A rush to bad judgment?

The Democrats have lost both post 9/11 elections in no small part because voters don’t trust them on the issue of terrorism. To turn this around, the Dems and the MSM are on a crusade to tar Republicans for blocking the implementation of the 9/11 Commission’s recommendation to revamp the nation’s 15 intelligence agencies and create a national intelligence director. Although President Bush supports this recommendation, he too is tarred for not forcing his party to go along and for having a Pentagon that is said to be working behind the scenes to subvert needed reform. Last night, CNN’s Aaron Brown concluded his interview with 9/11 Commission head Thomas Kean (a liberal Republican) by essentially proclaiming it a disgrace that the Republicans are standing in the way of doing what’s necessary to prevent another terrorist attack on American soil. He thus echoed Democratic Congresswoman Jane Harmon’s statement that “If there is another major terrorist attack on our soil–and sadly, there will likely be one–we will have only ourselves to blame. Congress had a chance to protect America, and Congress failed.”
Lost in all of this is any discussion of the merits of the the Commission’s proposal. The fact that a blue-ribbon panel came up with the proposal is supposed to be enough to create a patriotic duty to embrace it. But this requires that we forget the less than stellar performance of the Commission, including the antics of Commission members, and Democratic operatives, Jamie Gorelick and Richard Ben-Viniste, not to mention the Commission’s attempt to tout “findings” of no connection between Saddam Hussein and al Qaeda.
But quite apart from the partisan angle, what reason is there to believe that Tom Kean, Lee Hamilton, and the others have a monopoly on good ideas for combatting terrorism? Why should their opinions automatically trump those of serious elected officials like Rep. Duncan Hunter and Rep. James Sensenbrenner who are leading the oppositon to the Commission’s proposals?

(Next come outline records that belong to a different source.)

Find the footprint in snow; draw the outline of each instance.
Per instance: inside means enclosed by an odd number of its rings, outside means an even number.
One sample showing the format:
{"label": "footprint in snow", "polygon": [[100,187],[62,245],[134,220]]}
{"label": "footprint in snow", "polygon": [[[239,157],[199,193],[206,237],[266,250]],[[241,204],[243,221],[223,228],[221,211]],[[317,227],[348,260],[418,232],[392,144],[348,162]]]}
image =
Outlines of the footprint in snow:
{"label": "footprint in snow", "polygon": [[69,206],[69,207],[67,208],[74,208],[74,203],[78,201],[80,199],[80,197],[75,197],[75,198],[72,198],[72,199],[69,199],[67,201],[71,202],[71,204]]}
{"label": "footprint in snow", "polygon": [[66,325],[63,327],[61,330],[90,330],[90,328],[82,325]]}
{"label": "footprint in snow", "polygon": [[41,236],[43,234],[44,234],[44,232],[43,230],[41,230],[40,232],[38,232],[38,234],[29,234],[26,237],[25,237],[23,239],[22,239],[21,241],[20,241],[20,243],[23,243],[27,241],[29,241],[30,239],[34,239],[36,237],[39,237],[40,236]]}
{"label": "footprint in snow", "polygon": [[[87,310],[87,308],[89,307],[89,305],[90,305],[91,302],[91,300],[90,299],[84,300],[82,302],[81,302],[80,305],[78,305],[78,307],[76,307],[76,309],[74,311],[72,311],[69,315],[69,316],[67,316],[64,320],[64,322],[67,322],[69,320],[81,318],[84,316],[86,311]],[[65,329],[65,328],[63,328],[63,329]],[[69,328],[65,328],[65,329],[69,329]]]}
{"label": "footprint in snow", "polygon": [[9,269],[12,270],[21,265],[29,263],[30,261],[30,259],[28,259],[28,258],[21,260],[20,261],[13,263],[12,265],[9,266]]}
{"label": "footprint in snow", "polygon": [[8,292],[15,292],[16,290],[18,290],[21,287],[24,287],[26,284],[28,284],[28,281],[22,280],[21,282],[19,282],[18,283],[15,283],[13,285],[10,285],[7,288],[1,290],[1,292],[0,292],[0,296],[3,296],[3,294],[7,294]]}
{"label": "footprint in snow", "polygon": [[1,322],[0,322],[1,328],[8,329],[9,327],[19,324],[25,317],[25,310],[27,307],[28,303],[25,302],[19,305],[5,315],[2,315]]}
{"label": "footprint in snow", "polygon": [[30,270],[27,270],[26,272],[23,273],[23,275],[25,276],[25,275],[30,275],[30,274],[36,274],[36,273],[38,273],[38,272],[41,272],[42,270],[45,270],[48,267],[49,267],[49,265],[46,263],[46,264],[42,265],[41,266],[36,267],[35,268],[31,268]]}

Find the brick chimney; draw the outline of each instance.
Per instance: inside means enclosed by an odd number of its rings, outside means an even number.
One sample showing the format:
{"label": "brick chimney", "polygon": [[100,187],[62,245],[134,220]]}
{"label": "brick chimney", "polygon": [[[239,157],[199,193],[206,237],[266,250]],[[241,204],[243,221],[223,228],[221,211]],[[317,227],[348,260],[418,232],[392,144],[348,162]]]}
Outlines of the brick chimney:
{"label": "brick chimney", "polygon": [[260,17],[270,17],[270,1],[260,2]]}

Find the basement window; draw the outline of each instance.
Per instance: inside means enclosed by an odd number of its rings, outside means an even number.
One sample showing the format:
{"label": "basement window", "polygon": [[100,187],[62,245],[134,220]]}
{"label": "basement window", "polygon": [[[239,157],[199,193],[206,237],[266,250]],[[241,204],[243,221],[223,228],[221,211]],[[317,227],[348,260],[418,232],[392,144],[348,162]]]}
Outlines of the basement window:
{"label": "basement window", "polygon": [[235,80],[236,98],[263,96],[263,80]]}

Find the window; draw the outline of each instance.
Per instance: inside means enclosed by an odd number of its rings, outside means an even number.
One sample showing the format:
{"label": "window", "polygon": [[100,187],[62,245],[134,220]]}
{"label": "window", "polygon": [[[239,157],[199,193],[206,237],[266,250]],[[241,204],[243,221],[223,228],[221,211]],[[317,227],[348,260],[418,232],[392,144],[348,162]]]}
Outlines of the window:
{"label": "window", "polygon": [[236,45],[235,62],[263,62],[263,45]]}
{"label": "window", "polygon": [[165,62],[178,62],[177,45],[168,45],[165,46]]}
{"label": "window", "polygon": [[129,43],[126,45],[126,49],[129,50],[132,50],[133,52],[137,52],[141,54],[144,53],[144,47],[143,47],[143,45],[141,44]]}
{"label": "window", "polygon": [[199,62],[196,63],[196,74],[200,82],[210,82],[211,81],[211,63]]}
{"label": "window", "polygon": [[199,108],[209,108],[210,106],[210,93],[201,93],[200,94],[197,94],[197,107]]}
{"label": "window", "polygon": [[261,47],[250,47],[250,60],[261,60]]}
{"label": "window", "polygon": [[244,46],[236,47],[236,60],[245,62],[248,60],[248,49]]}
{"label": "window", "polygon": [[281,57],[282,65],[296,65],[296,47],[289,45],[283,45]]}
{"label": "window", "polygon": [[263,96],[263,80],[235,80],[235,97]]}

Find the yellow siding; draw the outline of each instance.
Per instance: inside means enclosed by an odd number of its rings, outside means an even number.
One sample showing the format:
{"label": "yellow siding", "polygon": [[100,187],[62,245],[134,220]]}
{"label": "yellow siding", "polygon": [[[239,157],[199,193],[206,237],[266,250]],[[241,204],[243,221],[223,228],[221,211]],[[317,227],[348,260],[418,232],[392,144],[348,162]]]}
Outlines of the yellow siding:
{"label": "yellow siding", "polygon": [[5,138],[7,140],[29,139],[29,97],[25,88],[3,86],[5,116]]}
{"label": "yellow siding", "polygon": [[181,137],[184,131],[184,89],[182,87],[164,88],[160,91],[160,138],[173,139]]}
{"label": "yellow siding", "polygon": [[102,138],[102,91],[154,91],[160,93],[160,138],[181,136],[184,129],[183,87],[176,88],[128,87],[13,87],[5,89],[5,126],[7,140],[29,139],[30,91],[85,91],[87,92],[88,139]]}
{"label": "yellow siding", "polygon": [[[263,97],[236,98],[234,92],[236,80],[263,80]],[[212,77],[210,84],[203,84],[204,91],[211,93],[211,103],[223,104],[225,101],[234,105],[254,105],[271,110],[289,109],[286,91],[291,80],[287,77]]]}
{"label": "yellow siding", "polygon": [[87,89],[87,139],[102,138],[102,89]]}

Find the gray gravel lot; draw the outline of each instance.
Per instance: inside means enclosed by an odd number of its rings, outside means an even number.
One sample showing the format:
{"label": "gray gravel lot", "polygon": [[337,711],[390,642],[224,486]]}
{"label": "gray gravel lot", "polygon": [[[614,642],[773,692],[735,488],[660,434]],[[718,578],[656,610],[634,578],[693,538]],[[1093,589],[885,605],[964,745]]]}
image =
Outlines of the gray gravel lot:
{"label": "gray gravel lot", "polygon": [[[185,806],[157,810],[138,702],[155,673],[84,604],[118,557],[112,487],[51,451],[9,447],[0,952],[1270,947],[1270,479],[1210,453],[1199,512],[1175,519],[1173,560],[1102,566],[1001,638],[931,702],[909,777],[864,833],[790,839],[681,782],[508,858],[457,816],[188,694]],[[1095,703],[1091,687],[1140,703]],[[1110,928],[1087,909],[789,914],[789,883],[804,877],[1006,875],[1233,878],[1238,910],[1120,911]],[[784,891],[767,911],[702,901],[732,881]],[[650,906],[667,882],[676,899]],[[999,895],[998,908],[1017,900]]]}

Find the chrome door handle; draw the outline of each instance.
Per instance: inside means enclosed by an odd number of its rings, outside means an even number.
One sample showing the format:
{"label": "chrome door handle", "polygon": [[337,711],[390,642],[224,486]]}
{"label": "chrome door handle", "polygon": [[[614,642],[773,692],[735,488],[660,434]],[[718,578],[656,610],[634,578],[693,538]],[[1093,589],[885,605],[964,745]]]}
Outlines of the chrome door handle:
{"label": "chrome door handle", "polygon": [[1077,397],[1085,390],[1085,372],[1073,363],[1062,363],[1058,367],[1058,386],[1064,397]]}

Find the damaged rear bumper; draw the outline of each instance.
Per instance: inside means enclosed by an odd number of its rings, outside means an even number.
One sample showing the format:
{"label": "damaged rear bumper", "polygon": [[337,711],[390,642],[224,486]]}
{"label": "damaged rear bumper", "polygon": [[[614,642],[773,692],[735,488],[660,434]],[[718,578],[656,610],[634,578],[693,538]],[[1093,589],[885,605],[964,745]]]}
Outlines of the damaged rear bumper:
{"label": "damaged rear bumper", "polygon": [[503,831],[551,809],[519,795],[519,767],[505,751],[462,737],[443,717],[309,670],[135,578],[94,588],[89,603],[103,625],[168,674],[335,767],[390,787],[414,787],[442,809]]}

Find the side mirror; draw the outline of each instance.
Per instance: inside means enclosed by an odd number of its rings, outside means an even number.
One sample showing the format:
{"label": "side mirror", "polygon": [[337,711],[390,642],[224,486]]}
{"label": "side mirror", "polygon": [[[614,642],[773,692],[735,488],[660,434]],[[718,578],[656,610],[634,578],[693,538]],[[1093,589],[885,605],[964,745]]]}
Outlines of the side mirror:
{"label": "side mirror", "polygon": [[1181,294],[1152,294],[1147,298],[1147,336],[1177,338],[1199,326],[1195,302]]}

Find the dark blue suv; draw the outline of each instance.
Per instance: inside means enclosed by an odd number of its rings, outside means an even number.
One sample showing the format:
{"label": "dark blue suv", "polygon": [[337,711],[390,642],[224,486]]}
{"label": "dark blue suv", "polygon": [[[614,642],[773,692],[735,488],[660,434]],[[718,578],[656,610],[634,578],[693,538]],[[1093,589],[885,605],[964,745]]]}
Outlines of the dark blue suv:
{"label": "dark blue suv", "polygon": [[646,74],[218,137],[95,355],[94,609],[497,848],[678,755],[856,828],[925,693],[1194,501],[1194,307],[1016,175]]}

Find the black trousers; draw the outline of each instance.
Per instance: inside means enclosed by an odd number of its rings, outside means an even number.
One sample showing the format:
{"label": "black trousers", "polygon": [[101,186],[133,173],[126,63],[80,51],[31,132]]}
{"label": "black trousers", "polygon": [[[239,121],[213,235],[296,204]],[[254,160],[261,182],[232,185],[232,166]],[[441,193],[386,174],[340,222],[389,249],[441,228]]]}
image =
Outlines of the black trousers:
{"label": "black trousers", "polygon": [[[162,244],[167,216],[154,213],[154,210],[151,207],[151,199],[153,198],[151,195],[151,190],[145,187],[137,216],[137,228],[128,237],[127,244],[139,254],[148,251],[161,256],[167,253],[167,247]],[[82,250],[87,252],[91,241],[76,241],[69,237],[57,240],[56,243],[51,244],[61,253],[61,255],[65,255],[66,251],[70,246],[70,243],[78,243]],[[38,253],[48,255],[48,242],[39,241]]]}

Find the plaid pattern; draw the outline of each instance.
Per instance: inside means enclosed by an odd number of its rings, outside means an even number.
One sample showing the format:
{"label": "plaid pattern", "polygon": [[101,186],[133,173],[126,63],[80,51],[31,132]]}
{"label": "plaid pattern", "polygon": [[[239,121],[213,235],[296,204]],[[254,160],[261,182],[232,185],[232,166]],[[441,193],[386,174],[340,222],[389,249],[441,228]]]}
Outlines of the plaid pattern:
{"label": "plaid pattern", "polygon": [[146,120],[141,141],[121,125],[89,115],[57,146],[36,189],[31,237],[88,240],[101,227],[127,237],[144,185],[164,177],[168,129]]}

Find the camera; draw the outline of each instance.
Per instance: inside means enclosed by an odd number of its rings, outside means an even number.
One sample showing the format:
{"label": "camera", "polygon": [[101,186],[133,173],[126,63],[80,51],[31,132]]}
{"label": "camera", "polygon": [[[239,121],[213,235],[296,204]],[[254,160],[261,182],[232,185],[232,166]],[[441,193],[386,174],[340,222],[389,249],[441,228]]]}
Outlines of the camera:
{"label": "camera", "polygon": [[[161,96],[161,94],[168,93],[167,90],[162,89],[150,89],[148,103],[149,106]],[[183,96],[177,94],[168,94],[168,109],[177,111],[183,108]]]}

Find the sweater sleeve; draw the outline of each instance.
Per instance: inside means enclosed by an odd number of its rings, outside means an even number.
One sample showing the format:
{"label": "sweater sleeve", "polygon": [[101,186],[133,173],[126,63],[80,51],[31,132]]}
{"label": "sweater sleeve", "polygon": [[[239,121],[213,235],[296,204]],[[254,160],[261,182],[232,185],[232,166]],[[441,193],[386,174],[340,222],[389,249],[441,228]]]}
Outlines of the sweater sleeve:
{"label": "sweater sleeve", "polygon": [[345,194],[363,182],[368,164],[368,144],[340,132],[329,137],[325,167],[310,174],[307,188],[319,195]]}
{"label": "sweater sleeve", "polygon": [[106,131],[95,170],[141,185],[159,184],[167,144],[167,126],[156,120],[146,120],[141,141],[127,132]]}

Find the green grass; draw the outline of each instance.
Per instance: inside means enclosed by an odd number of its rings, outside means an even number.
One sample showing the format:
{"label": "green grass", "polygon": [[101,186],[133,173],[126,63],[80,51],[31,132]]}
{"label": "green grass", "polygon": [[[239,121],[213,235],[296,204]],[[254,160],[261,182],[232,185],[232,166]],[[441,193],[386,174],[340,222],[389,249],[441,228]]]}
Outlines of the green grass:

Brendan Miniter of the Opinion Journal, attempts to look behind the rhetoric of the Democrats and their MSM sympathizers, and actually consider whether it makes sense to create a national intelligence director to lord over the CIA and other agencies, as well as to control the budgets for the intelligence agencies inside the Defense Department, and indeed siphon resoures away from Defense. Miniter concludes that this makes sense only if one agrees with John Kerry and his fellow Democrats that we should “treat terrorism more like a law-enforcement matter than a real war in which a large number of soldiers openly do battle with the enemy.” Miniter makes a pretty strong case. So does Sensenbrenner, with his focus on the security loopholes that the 9/11 reform bill fails to address.